Class GroupingAggregatorFactory

  • All Implemented Interfaces:
    Cacheable

    @EverythingIsNonnullByDefault
    public class GroupingAggregatorFactory
    extends AggregatorFactory
    This class implements grouping function to determine the grouping that a row is part of. Different result rows for a query could have different grouping columns when subtotals are used. This aggregator factory takes following arguments - name - Name of aggregators - groupings - List of dimensions that the user is interested in tracking - keyDimensions - The list of grouping dimensions being included in the result row. This list is a subset of groupings. This argument cannot be passed by the user. It is set by druid engine when a particular subtotal spec is being processed. Whenever druid engine processes a new subtotal spec, engine sets that subtotal spec as new keyDimensions. When key dimensions are updated, value is updated as well. How the value is determined is captured at groupingId(List, Set). since grouping has to be calculated only once, it could have been implemented as a virtual function or post-aggregator etc. We modelled it as an aggregation operator so that its output can be used in a post-aggregator. Calcite too models grouping function as an aggregation operator. Since it is a non-trivial special aggregation, implementing it required changes in core druid engine to work.

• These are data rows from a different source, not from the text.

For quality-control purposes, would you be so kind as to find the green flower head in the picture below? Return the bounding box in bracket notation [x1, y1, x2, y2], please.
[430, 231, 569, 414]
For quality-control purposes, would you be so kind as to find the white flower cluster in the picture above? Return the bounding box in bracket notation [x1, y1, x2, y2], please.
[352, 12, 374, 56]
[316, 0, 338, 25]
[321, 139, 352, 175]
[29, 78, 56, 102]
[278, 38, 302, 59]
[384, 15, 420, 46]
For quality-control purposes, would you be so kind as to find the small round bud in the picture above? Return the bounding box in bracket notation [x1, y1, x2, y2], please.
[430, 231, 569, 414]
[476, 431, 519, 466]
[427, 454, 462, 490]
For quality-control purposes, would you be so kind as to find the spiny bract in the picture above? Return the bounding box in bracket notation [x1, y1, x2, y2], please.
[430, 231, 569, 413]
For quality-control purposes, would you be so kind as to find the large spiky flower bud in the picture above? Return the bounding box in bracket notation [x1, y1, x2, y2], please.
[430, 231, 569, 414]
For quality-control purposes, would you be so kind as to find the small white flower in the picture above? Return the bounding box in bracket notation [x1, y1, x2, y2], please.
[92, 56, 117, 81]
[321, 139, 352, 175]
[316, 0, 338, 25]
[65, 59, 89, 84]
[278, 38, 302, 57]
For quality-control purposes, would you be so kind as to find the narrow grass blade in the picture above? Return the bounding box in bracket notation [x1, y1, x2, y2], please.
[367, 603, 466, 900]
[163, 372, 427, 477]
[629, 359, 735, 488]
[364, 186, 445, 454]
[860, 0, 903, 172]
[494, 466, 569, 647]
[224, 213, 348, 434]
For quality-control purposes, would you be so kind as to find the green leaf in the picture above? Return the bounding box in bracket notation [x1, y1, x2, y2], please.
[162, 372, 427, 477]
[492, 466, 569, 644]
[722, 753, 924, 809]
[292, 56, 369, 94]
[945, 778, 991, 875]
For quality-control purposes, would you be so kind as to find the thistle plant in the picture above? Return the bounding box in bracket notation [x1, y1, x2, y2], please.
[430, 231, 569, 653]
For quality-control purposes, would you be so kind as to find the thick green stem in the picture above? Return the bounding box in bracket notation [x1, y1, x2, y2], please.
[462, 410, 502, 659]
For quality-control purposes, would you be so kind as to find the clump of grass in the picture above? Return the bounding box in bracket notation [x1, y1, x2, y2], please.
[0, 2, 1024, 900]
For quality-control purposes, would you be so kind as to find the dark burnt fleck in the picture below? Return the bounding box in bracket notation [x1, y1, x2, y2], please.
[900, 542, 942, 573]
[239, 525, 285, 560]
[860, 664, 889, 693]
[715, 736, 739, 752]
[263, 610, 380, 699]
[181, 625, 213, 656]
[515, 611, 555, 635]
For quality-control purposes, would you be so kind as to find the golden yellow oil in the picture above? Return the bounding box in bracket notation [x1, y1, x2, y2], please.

There were few approaches. We chose the approach that required least changes in core druid. Refer to https://github.com/apache/druid/pull/10518#discussion_r532941216 for more details. Currently, it works in following way - On data servers (no change), - this factory generates LongConstantAggregator / LongConstantBufferAggregator / LongConstantVectorAggregator with keyDimensions as null - The aggregators don't actually aggregate anything and their result is not actually used. We could have removed these aggregators on data servers but that would result in a signature mismatch on broker and data nodes. That requires extra handling and is error-prone. - On brokers - Results from data node is already being re-processed for each subtotal spec. We made modifications in this path to update the grouping id for each row.